Recordaba el modo en que había reunido a diversos escritores en un coloquio que Televisa programó en la pantalla chica, al que incluso había acudido Joseph Brodsky y en el que Vargas Llosa acuñó la célebre frase de “la dictadura perfecta” para aludir a cierto partido en el poder por más de 70 años en México y contando.
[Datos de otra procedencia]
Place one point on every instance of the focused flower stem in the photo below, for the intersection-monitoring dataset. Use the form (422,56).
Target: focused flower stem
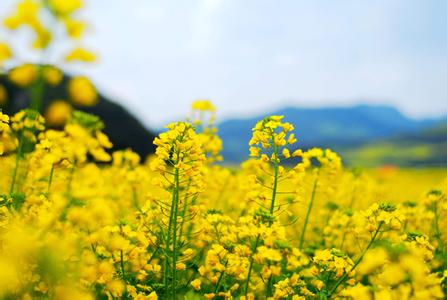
(272,208)
(16,167)
(172,234)
(309,209)
(50,180)
(357,262)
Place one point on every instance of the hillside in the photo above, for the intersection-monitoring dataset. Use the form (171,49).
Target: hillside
(334,127)
(427,148)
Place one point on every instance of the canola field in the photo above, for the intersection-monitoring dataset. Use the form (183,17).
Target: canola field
(79,223)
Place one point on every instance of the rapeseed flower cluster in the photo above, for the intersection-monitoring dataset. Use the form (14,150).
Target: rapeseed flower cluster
(80,222)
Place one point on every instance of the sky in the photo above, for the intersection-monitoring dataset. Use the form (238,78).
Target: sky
(254,56)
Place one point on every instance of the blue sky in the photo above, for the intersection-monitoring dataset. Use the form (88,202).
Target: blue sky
(252,56)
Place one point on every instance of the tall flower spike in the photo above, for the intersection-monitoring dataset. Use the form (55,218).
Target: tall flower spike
(179,155)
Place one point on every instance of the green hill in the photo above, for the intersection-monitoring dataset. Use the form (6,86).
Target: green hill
(426,148)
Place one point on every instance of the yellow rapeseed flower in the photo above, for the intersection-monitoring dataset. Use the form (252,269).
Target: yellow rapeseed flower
(82,92)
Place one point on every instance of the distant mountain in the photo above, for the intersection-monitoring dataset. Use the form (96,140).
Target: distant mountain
(425,148)
(333,127)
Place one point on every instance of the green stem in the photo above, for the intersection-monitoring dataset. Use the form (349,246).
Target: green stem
(37,90)
(70,180)
(122,264)
(309,209)
(222,274)
(250,267)
(275,182)
(50,180)
(172,227)
(16,167)
(174,232)
(343,278)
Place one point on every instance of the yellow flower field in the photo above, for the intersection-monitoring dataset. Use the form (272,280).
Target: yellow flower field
(287,223)
(78,221)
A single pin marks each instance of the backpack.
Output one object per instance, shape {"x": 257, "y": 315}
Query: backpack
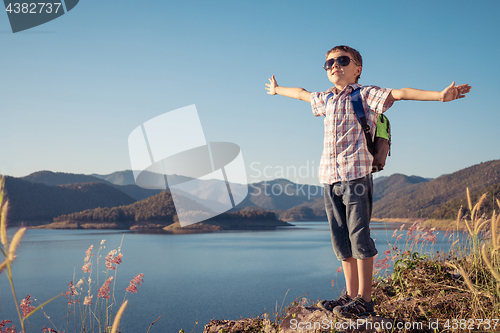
{"x": 379, "y": 147}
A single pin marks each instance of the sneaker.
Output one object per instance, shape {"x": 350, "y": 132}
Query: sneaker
{"x": 330, "y": 305}
{"x": 355, "y": 308}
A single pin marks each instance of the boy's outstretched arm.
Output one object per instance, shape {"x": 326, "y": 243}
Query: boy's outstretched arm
{"x": 450, "y": 93}
{"x": 298, "y": 93}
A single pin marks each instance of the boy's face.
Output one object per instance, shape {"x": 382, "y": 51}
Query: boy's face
{"x": 341, "y": 76}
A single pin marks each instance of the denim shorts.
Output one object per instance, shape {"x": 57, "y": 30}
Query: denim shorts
{"x": 349, "y": 208}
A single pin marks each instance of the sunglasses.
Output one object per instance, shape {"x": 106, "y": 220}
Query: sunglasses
{"x": 341, "y": 61}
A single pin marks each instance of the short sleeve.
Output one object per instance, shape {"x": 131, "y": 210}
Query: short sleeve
{"x": 318, "y": 103}
{"x": 376, "y": 98}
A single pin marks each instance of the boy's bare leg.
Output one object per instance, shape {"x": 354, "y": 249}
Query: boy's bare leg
{"x": 365, "y": 275}
{"x": 350, "y": 267}
{"x": 358, "y": 277}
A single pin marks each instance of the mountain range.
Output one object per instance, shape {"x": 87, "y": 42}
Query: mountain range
{"x": 45, "y": 195}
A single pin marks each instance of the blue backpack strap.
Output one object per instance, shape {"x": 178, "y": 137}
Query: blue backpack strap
{"x": 327, "y": 98}
{"x": 357, "y": 104}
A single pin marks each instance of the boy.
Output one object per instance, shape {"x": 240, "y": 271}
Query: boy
{"x": 345, "y": 167}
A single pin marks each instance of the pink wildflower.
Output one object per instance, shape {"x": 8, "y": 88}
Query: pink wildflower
{"x": 70, "y": 293}
{"x": 112, "y": 260}
{"x": 26, "y": 306}
{"x": 87, "y": 300}
{"x": 86, "y": 268}
{"x": 89, "y": 253}
{"x": 104, "y": 290}
{"x": 11, "y": 329}
{"x": 382, "y": 263}
{"x": 136, "y": 281}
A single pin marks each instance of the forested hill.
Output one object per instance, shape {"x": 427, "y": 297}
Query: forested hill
{"x": 422, "y": 199}
{"x": 61, "y": 178}
{"x": 160, "y": 211}
{"x": 40, "y": 202}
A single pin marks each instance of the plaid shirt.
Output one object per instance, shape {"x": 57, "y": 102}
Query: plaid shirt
{"x": 345, "y": 154}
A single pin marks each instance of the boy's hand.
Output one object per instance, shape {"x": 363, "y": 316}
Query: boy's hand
{"x": 271, "y": 87}
{"x": 453, "y": 92}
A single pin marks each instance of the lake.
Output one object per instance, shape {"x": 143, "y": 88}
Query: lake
{"x": 187, "y": 278}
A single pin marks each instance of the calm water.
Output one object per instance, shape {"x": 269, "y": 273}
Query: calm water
{"x": 224, "y": 275}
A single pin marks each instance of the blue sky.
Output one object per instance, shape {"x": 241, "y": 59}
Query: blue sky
{"x": 73, "y": 89}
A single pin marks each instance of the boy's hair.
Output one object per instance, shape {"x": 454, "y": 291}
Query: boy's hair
{"x": 356, "y": 56}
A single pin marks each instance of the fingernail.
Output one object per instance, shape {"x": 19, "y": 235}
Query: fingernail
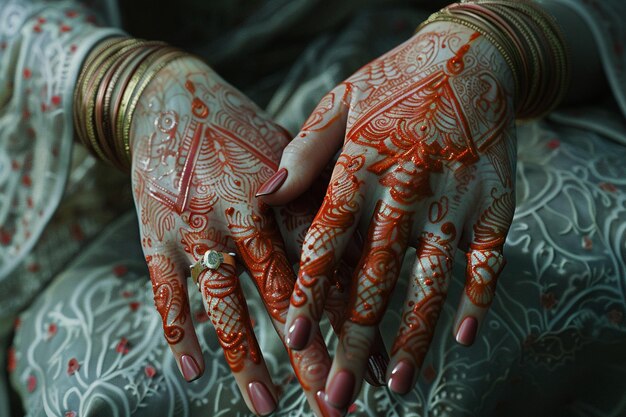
{"x": 299, "y": 332}
{"x": 401, "y": 377}
{"x": 261, "y": 398}
{"x": 377, "y": 369}
{"x": 339, "y": 392}
{"x": 191, "y": 370}
{"x": 326, "y": 409}
{"x": 273, "y": 183}
{"x": 467, "y": 331}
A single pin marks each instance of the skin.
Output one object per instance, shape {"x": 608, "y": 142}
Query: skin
{"x": 428, "y": 161}
{"x": 200, "y": 151}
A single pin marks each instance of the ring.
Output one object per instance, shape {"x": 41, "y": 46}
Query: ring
{"x": 212, "y": 259}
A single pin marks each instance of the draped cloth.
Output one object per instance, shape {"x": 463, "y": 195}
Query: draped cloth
{"x": 88, "y": 340}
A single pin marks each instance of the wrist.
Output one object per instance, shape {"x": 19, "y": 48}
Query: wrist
{"x": 530, "y": 42}
{"x": 108, "y": 88}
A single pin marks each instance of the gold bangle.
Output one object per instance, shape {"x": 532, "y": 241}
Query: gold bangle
{"x": 165, "y": 57}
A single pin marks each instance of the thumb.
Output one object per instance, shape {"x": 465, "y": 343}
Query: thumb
{"x": 306, "y": 156}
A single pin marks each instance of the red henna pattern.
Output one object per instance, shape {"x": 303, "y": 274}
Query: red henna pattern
{"x": 491, "y": 228}
{"x": 228, "y": 312}
{"x": 483, "y": 269}
{"x": 434, "y": 266}
{"x": 386, "y": 243}
{"x": 258, "y": 243}
{"x": 170, "y": 297}
{"x": 196, "y": 170}
{"x": 335, "y": 217}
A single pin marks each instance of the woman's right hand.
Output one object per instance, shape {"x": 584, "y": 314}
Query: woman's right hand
{"x": 200, "y": 152}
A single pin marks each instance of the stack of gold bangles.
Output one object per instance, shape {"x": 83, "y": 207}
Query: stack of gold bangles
{"x": 108, "y": 88}
{"x": 530, "y": 42}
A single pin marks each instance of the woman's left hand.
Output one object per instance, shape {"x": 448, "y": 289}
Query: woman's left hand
{"x": 428, "y": 161}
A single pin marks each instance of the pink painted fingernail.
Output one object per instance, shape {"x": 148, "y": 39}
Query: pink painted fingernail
{"x": 467, "y": 331}
{"x": 273, "y": 183}
{"x": 340, "y": 389}
{"x": 326, "y": 409}
{"x": 261, "y": 398}
{"x": 401, "y": 377}
{"x": 298, "y": 334}
{"x": 191, "y": 370}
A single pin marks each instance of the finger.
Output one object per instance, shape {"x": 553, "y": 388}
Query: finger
{"x": 227, "y": 309}
{"x": 485, "y": 262}
{"x": 336, "y": 309}
{"x": 169, "y": 285}
{"x": 376, "y": 276}
{"x": 427, "y": 292}
{"x": 483, "y": 269}
{"x": 324, "y": 244}
{"x": 310, "y": 151}
{"x": 260, "y": 247}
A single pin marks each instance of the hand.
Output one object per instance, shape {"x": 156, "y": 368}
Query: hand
{"x": 200, "y": 151}
{"x": 428, "y": 161}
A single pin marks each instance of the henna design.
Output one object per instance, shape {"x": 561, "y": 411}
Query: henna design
{"x": 335, "y": 218}
{"x": 227, "y": 309}
{"x": 257, "y": 240}
{"x": 483, "y": 269}
{"x": 418, "y": 120}
{"x": 170, "y": 298}
{"x": 378, "y": 272}
{"x": 490, "y": 229}
{"x": 430, "y": 286}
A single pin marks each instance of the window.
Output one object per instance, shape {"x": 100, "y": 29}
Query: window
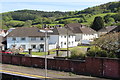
{"x": 23, "y": 39}
{"x": 72, "y": 42}
{"x": 61, "y": 44}
{"x": 65, "y": 43}
{"x": 69, "y": 43}
{"x": 41, "y": 38}
{"x": 23, "y": 46}
{"x": 33, "y": 46}
{"x": 14, "y": 39}
{"x": 33, "y": 38}
{"x": 69, "y": 36}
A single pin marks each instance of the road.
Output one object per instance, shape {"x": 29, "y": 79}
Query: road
{"x": 39, "y": 73}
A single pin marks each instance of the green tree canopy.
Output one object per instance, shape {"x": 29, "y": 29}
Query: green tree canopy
{"x": 98, "y": 23}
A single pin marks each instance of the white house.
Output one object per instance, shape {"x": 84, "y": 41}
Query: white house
{"x": 107, "y": 29}
{"x": 82, "y": 33}
{"x": 61, "y": 37}
{"x": 27, "y": 38}
{"x": 32, "y": 38}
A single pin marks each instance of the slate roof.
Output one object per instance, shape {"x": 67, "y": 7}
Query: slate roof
{"x": 26, "y": 32}
{"x": 107, "y": 29}
{"x": 61, "y": 31}
{"x": 78, "y": 28}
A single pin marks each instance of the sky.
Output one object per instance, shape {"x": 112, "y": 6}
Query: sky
{"x": 49, "y": 5}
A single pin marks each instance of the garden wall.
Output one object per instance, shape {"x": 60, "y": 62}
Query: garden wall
{"x": 102, "y": 67}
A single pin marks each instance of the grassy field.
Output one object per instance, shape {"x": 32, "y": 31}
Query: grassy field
{"x": 91, "y": 19}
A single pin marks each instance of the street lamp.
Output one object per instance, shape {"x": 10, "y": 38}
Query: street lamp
{"x": 46, "y": 31}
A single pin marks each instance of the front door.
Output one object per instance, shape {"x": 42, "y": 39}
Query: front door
{"x": 41, "y": 47}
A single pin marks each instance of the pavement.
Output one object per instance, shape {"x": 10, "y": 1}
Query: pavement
{"x": 62, "y": 54}
{"x": 40, "y": 73}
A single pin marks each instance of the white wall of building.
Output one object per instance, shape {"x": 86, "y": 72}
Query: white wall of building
{"x": 53, "y": 41}
{"x": 27, "y": 42}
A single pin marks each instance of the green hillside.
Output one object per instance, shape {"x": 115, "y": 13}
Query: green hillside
{"x": 27, "y": 18}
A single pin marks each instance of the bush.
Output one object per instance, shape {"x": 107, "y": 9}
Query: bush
{"x": 97, "y": 52}
{"x": 76, "y": 53}
{"x": 111, "y": 55}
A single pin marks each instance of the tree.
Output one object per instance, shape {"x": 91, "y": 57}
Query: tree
{"x": 98, "y": 23}
{"x": 28, "y": 23}
{"x": 109, "y": 42}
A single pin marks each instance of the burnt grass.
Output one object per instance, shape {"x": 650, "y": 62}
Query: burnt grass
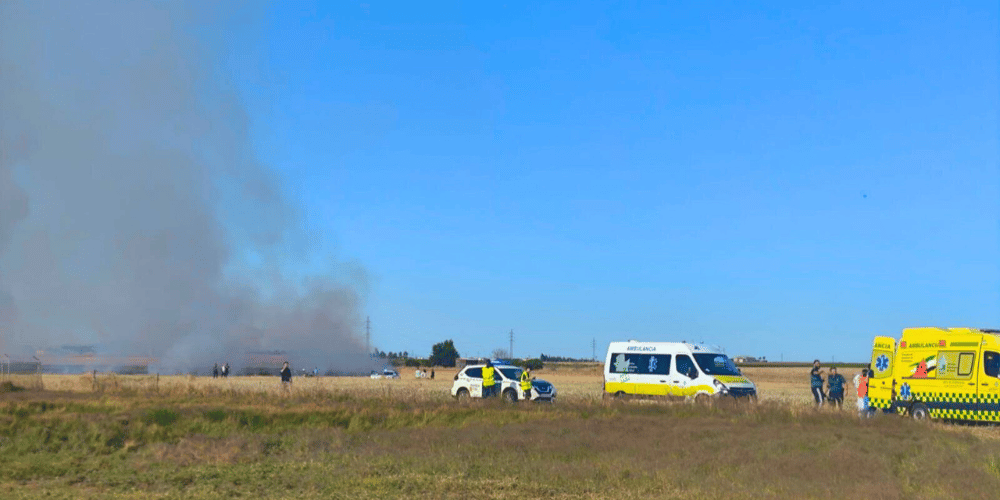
{"x": 138, "y": 446}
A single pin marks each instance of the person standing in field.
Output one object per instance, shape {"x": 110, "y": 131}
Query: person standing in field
{"x": 526, "y": 383}
{"x": 835, "y": 385}
{"x": 861, "y": 383}
{"x": 488, "y": 381}
{"x": 286, "y": 377}
{"x": 816, "y": 383}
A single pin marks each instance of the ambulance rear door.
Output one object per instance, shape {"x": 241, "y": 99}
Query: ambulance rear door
{"x": 880, "y": 381}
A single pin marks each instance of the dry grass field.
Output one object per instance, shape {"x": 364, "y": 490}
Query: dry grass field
{"x": 575, "y": 382}
{"x": 354, "y": 437}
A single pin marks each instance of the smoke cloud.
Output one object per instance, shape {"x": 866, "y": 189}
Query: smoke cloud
{"x": 133, "y": 213}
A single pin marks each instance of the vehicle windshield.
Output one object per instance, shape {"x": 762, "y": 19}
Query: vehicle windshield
{"x": 716, "y": 364}
{"x": 511, "y": 373}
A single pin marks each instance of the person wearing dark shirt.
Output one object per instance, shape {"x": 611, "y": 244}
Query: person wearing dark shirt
{"x": 816, "y": 383}
{"x": 286, "y": 377}
{"x": 835, "y": 386}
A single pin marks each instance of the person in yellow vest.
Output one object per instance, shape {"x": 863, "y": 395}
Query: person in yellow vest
{"x": 489, "y": 383}
{"x": 861, "y": 383}
{"x": 526, "y": 379}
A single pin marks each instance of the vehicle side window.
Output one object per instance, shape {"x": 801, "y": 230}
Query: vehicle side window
{"x": 991, "y": 363}
{"x": 659, "y": 364}
{"x": 685, "y": 366}
{"x": 965, "y": 362}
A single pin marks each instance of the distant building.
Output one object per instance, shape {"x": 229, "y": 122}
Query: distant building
{"x": 463, "y": 362}
{"x": 749, "y": 359}
{"x": 265, "y": 362}
{"x": 85, "y": 358}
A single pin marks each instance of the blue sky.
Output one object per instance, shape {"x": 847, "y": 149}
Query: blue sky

Esperaba que en los diez años de fallecido de Paz, la capilla de escritores que aún sobrevive como adeptos suyos -heredera de las revistas que Paz fundó- organizara una celebración digna de un faraón.
Pero hete aquí que hubo unas cuantas lecturas en librerías del Fondo de Cultura Económica (FCE) en la Ciudad de México, actos deslucidos encabezados por Felipe Calderón, algunos comentarios por escrito en los medios, ciertos números monográficos de publicaciones dedicados a Paz y una que otra recopilación de textos suyos, si bien no se realizó un solo evento a la altura de los que aquél hacía ni se discutió a profundidad su obra. Si se reeditaron sus volúmenes, no nos enteramos por la poca y desangelada difusión que se efectuó para el único Nobel de Literatura mexicano.
Creo, Eugenio, que si les gusta tanto Paz -como dicen que les gusta- lo menos que podrían hacer es leerlo, comentarlo, no sólo defenderlo cuando alguien lo critica y buscar que se discuta su obra, porque con esas posturas estatuarias que adoptan respecto a ella, no me parecería tan extraño que en 50 o 100 años le pase al Nobel lo que le pasa a su maestro Alfonso Reyes: que tenga una fama desmesurada pero casi nadie lo haya leído. Eso es lo que más me molestó, que no le hayan prodigado un homenaje a la altura de las circunstancias.
Cuando me levanté de la mesa, Eugenio seguía riéndose, pero con una mano me hizo saber que sí, que por fin Paz nos había hecho coincidir en algo, y mientras me alejaba para tomar la combi vi que mi amigo sacaba un libro de su mochila y se ponía a leerlo. Tiempo después me comentó que se trataba de Tiempo nublado.